Castle Skull, first published in 1931, is a detective story by John Dickson Carr which features Carr's first series detective, Henri Bencolin. This novel is a mystery of the type known as a whodunnit.

Plot summary

Around the start of the 20th century, a shadowy stage magician named Maleger tours the world, performing feats so mysterious and hideous that his act frightens children and even adults. In 1912, he purchases the famous Schloss Schadel, or "Castle Skull", on the banks of the Rhine River in Germany, and he transforms the ruin into a nightmarish place consistent with its terrifying history (including scenes of torture, insanity and suicide). Maleger later disappears on a train trip, and partial remains found in the Rhine are officially identified as his. Suspicions swirl around the case, with conflicting theories that the magician died in an accident, committed suicide, was murdered, or even faked his own death.

In the years afterward, the magician becomes an almost legendary figure, and the castle endures as a grim landmark. Meanwhile, two of Maleger's very few friends become famous in their own right. One of these is American actor Myron Alison, who owns a large home just across the river from Castle Skull. The other is Belgian financier Jérôme D'Aunay, one of the world's richest men. One night in the late 1920s, Alison pays a mysterious visit to the castle, where he is spotted running in distress. Help arrives too late, but it's clear that he was murdered -- first shot, then doused in kerosene and set afire. D'Aunay, expressing fears that others will die, hires legendary Paris detective Henri Bencolin and his associate Jeff Marle to investigate the bizarre slaying.

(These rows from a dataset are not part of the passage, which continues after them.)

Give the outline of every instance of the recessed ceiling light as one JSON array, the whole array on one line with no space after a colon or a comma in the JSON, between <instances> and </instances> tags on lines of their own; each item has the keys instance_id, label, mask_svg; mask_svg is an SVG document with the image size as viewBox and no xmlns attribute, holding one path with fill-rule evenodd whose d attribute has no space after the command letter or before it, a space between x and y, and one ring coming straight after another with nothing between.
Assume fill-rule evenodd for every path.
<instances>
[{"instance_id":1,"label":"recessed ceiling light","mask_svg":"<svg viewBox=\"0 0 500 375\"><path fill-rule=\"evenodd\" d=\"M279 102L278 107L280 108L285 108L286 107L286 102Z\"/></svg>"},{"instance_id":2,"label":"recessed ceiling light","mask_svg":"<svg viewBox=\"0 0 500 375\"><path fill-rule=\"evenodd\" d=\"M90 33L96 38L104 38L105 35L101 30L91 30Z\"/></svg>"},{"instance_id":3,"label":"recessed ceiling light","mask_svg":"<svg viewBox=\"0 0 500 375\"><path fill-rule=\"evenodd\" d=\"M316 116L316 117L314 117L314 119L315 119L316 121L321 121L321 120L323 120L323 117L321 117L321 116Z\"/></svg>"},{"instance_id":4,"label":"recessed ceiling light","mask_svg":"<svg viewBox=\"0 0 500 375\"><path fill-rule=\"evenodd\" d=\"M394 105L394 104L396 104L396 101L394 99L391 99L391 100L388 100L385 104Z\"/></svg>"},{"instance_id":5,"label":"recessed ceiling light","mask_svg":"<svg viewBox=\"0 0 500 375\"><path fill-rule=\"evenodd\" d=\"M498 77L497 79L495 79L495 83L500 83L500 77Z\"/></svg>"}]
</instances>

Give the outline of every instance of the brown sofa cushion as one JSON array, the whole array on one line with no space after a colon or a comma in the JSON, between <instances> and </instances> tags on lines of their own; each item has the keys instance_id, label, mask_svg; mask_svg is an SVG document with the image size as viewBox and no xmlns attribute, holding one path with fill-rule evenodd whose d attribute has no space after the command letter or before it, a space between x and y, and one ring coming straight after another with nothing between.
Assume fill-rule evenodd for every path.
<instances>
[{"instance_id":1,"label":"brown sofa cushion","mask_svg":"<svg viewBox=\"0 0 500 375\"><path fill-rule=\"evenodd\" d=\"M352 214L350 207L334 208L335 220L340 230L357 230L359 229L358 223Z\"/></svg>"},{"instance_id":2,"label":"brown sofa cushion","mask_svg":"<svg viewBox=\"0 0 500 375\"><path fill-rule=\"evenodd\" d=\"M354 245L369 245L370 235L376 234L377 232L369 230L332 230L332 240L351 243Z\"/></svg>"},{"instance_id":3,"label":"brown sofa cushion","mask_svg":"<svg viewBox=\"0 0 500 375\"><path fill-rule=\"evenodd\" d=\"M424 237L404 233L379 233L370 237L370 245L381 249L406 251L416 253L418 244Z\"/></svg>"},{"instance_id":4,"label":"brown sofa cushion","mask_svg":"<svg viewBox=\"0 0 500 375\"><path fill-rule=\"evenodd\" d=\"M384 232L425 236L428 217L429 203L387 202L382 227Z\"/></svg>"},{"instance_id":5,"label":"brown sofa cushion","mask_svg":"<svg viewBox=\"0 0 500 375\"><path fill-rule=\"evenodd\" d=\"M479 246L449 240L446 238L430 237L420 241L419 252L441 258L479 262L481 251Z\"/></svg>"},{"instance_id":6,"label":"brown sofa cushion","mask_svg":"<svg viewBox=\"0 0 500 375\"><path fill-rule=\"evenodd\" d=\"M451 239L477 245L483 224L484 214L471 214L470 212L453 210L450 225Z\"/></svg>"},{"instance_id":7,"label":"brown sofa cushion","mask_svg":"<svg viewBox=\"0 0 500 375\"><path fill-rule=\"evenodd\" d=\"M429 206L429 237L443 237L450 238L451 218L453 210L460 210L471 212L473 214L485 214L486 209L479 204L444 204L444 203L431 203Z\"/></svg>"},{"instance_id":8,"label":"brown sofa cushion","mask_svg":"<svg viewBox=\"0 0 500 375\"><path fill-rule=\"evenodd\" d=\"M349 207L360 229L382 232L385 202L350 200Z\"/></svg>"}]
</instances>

Bencolin, who sets up his headquarters in Alison's former home, finds himself dealing with a weird cast of suspects and an array of seemingly incomprehensible clues. He also has to re-examine old rumors about what really happened to Maleger years before. Because the case has attracted so much publicity, Bencolin has to compete in his investigation with Germany's greatest detective, who was once his rival in wartime espionage.